創業の経緯から、広島の日本酒が店の柱であることは変わりません。全般的に、特約店として直接取り引きで仕入れているお酒が多いです。東京ではあまり見かけないお酒を積極的に仕入れています。流行の銘柄にこだわらず、地方の知られざる名酒を広めたいという思いです。
扱うお酒のタイプに特徴がありますか。
純米大吟醸のようなお酒よりも、純米などのレギュラー銘柄が多いかもしれません。食中酒にぴったりな「スゴイ地酒」をテーマにしています。
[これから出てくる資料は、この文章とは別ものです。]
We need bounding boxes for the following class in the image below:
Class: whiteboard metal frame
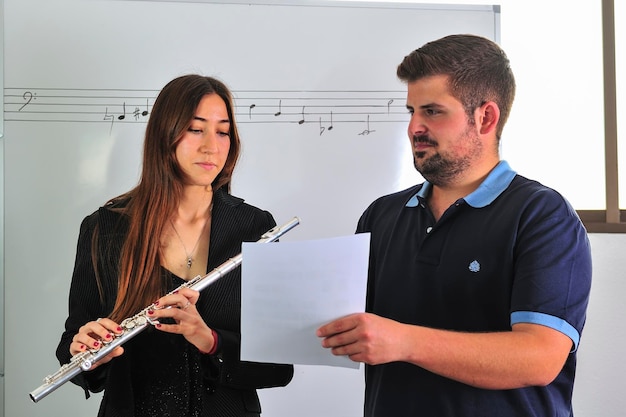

国産ウイスキーや勝沼のワインなど、日本酒以外でも尖ったものが多いですね。お酒が進みそうなおつまみも充実しています。
17時になりましたから、角打ち営業を開始します。カウンターへどうぞ!
地元のお酒好きが集う、今田商店の角打ちコーナー
待っていました!角打ち開始のタイミングで、すでに地元のお客さんがたくさん。皆さん、どんなお酒を注文されるのでしょう。
東京ではあまり広まっていないお酒を知っていただきたいという店のコンセプトなので、昔からの角打ちのような、缶ビールと缶詰で安く飲むというスタイルはとっていません。良いお酒、美味しいおつまみをご用意しています。人気は地酒3種類飲み比べ(880円)です。
では、3種類飲み比べをお願いします。どんなお酒があるのでしょう。
空になったら新しいお酒を開けていくので、銘柄は日々入れ替わっています。今日はこんなラインナップです。時期的(1月取材)に、新酒が多いです。この中からお好きなお酒を3種類お選びください。
すごい!飲んだことがないお酒が次々とでてきます。せっかくなので、すべて新酒をいただこうと思います。
イベントをきっかけに、実店舗へも
角打ちのお酒が充実していて、小売のお酒も個性豊かなお店、新川の『今田商店』でした。